Since 2015, Integrate Health has partnered with the Togolese Ministry of Health to bridge the geographic and financial gap between health services and the most remote Togolese communities. The five-year scale-up, has successfully implemented the Integrated Primary Care Program in four of five selected districts: Kozah, Bassar, Dankpen, and Kéran. Now, as Integrate Health prepares for the launch into the final district of Binah, the team is working with public health authorities and community leaders to ensure that the process goes as smoothly as possible.
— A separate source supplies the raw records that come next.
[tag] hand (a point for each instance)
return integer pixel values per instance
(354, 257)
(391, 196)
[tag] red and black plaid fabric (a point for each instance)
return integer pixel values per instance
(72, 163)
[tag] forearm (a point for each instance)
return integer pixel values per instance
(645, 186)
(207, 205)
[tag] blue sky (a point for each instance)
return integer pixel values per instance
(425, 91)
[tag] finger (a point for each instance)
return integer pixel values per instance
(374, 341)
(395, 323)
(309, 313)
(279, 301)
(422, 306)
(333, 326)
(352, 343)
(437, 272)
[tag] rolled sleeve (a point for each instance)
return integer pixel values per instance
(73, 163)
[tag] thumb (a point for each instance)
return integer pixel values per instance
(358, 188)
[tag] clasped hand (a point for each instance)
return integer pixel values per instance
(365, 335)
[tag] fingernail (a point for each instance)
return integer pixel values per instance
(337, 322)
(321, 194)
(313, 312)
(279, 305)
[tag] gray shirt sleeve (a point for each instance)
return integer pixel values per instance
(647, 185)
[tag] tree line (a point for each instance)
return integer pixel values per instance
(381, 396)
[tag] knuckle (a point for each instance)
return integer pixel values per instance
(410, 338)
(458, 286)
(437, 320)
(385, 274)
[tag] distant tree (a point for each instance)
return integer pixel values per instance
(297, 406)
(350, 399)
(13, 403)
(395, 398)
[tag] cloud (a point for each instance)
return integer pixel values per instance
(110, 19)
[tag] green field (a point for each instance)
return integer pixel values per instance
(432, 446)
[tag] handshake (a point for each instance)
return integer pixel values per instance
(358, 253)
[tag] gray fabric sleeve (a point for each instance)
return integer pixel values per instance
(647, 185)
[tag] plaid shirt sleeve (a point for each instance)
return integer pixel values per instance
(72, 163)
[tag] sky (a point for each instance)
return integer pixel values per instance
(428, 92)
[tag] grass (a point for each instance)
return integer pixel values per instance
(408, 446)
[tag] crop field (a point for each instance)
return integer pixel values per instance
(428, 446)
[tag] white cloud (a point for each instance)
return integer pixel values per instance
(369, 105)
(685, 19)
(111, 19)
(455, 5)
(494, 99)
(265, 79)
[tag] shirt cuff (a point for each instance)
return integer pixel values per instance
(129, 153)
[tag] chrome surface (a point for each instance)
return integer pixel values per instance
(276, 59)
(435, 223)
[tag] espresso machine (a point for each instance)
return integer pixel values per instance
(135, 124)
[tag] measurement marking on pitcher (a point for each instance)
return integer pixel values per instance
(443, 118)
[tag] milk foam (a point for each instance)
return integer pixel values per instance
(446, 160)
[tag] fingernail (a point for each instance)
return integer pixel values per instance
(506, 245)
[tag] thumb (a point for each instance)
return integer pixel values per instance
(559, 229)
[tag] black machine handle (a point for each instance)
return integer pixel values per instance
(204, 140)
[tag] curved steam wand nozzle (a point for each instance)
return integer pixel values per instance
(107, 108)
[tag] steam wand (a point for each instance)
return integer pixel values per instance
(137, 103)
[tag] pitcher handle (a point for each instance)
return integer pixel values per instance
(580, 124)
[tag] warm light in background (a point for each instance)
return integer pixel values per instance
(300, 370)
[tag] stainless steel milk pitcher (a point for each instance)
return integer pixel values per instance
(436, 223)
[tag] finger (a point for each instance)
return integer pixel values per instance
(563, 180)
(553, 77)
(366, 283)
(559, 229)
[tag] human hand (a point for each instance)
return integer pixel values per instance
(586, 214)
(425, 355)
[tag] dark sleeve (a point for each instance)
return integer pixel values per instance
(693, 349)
In the Binah district, many communities are in remote areas where access to basic healthcare is difficult for many reasons. Not only is the health center far from where patients live, but the roads leading to it are very bumpy and difficult to navigate by foot, bicycle, or motorcycle. Even when some patients manage to reach the health center, patients may find that they cannot access the services they need. Either the health centers lack the necessary tools to provide high-quality care, or the healthcare services are too expensive. To cope with these obstacles, patients often stay at home or delay seeking care, turn to a traditional healer who may not have all of the tools necessary to treat the problem, or spend their money on healthcare while sacrificing other essential needs such as food and education. Integrate Health believes that by prioritizing these communities in the launch of the Integrated Primary Care Program, we can begin to address these obstacles.
Before expanding to a new district, Integrate Health—in partnership with the communities and local health authorities—organizes community meetings to set the foundation for a collaborative process of implementation. Over the past two months, over fifty meetings have been held in the communities throughout the district of Binah. Key stakeholders, including clinic staff, traditional leaders, women’s groups, and the community itself, have attended the meetings held in partnership with local health authorities to help us understand local community needs, how these needs may resemble or differ from other communities where we work, and what can be addressed together to better meet the needs of this community. The community members are also actively engaged in the recruitment of their own healthcare providers including Community Health Workers, supervisors, and clinical mentors.
Kodabalo and other community leaders are pleased that the program is targeting women and children under five. “This will help us a lot to save the lives of our women and children,” he said. After Inetegrate Health shared data from the four other districts supported by Integrate Health, the community was excited about the possibility of saving more lives. After seeing those results, including 89% facility-based delivery coverage and 95% of childhood illness treated after just 72 hours of symptom onset, Kodabalo and the Binah community members are eager to see the program up and running.
As preparations for the launch progress, Integrated Health is confident that the relationships built with public health authorities, community leaders, and community members will allow for effective primary healthcare delivery in the district of Binah. We also know that healthcare services must remain accountable to patients and the communities served in perpetuity. And as Kodabalo clearly stated on behalf of his community, “…we will take good care of this initiative.”